After reading an article from The Catholic World Report” titled, “St. Valentine’s Day and the Marital Mission” I had some thoughts on marriage, annulments, and divorce. The article highlights two markedly different views about marriage: the traditional Catholic belief and a secular view which often results in divorce.
Catholic teaching on marriage is that it is a sacred and lifelong union of husband and wife with the common mission of deepening their own mutual love, growing in self-knowledge and in virtues to become more Christ-like, raising children, and helping each other to attain eternal life. It is viewed as sacramental between a man and a woman with each one giving free consent to enter into matrimony. The couple has full knowledge of what marriage entails and God seals that bond.
The secular view on marriage focuses primarily on seeking one’s own happiness through a satisfying emotional relationship which is a fragile foundation that relies heavily on one’s feelings. The success of this relationship is dependent upon partners relying on each other with little or no recourse to God.
While Catholics profess that they believe that marriage is forever, real-life circumstances may require one of the spouses to seek a divorce. With that, you could argue that the Church still provides an “out” through an annulment. This misconception is a misunderstanding of sacramental marriage. While civil divorce ends a marriage that was an agreement between two people, an ecclesial annulment proclaims that a “sacramental marriage” never existed.
The Catechism of the Catholic Church (1640) teaches us that not only won't the Church grant divorces, but that she actually can’t: “Thus the marriage bond has been established by God himself in such a way that a marriage concluded and consummated between baptized persons can never be dissolved. This bond, which results from the free human act of the spouses and their consummation of the marriage, is a reality, henceforth irrevocable, and gives rise to a covenant guaranteed by God's fidelity. The Church does not have the power to contravene this disposition of divine wisdom.”

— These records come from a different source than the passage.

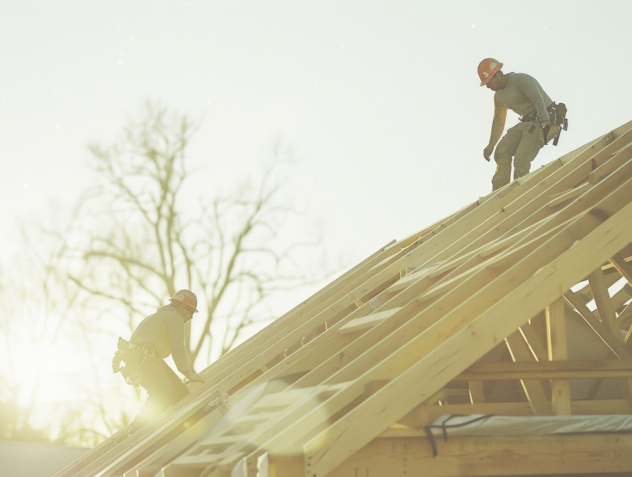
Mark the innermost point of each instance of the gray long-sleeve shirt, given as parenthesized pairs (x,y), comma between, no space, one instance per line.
(165,330)
(524,95)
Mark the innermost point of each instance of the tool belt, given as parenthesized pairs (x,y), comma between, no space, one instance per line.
(133,356)
(557,118)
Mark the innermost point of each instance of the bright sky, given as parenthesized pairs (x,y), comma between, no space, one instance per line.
(379,100)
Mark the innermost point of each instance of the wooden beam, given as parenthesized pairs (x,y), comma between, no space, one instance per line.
(533,389)
(557,350)
(602,300)
(574,252)
(489,456)
(575,369)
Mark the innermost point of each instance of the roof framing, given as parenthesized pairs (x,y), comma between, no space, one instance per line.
(518,305)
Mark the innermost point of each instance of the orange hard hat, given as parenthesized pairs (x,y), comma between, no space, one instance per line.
(488,68)
(185,297)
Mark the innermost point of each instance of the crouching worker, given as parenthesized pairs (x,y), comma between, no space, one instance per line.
(155,338)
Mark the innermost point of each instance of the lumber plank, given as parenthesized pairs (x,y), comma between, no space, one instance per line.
(588,250)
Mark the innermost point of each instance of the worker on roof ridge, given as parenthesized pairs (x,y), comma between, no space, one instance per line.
(159,335)
(540,120)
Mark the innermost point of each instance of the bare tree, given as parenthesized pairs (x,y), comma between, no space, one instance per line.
(143,241)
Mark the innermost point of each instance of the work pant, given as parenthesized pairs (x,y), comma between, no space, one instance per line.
(522,143)
(163,386)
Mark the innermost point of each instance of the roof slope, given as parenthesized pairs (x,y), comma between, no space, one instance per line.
(516,305)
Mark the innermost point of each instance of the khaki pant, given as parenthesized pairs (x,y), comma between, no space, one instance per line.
(522,143)
(163,386)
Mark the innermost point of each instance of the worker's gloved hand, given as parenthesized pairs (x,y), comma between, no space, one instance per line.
(487,152)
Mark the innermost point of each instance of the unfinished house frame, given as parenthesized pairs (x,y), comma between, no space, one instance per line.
(494,343)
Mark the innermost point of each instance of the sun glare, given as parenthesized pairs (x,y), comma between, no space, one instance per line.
(42,377)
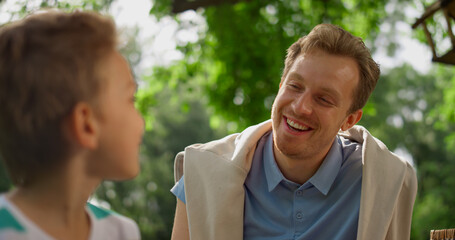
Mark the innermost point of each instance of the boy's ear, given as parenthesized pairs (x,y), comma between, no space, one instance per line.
(83,126)
(352,119)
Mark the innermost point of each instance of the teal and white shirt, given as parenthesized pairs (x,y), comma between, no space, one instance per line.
(105,224)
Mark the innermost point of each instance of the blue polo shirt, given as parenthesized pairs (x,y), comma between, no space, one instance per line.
(325,207)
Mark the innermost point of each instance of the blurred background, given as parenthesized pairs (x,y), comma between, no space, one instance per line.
(207,68)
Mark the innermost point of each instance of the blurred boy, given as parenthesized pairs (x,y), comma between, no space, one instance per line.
(67,122)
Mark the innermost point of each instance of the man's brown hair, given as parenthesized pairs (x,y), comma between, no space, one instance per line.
(48,63)
(337,41)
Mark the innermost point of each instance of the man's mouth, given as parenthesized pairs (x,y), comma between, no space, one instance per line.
(295,126)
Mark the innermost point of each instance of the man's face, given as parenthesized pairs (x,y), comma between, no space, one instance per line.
(312,105)
(121,125)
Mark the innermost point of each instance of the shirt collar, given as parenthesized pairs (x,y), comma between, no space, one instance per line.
(322,179)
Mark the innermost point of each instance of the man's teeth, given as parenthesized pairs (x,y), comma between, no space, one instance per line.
(296,125)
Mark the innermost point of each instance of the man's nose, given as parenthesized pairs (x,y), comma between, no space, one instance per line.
(303,104)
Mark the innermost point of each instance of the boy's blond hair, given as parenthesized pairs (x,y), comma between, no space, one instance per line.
(48,63)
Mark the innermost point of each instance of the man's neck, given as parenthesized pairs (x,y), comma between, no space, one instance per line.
(56,203)
(299,170)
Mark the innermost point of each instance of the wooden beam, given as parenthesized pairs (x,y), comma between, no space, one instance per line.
(183,5)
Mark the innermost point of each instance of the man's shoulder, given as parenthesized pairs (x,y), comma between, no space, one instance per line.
(231,143)
(108,222)
(376,153)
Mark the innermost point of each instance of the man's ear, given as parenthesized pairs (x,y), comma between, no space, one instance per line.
(352,119)
(83,126)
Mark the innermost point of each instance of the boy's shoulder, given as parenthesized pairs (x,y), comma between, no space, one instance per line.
(13,225)
(107,224)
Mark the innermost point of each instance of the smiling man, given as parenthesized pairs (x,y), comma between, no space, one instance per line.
(309,173)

An annulment is the recognition by the Church that a marriage never actually took place due to an impediment that existed at the time of the wedding. Even though the vows were said and witnessed, this does not always mean that a sacramental marriage took place.
Many times, annulments are based upon one of the spouse’s lack of true consent to commit to all that Catholic marriage entails. Whether that means they were not open to children, they never intended to be faithful or to be married until death. They were not freely consenting to a sacramental marriage.
Christ said, “What God has joined together, no human being must separate” (Mark 10:9). And while there are circumstances where a married couple may need to live apart, the Church cannot grant divorces. Rather, the Church will help Catholics through a process to discover whether or not a valid marriage took place or not. If it is determined that impediments existed at the time of the wedding, an annulment is given, recognizing that the marriage is null.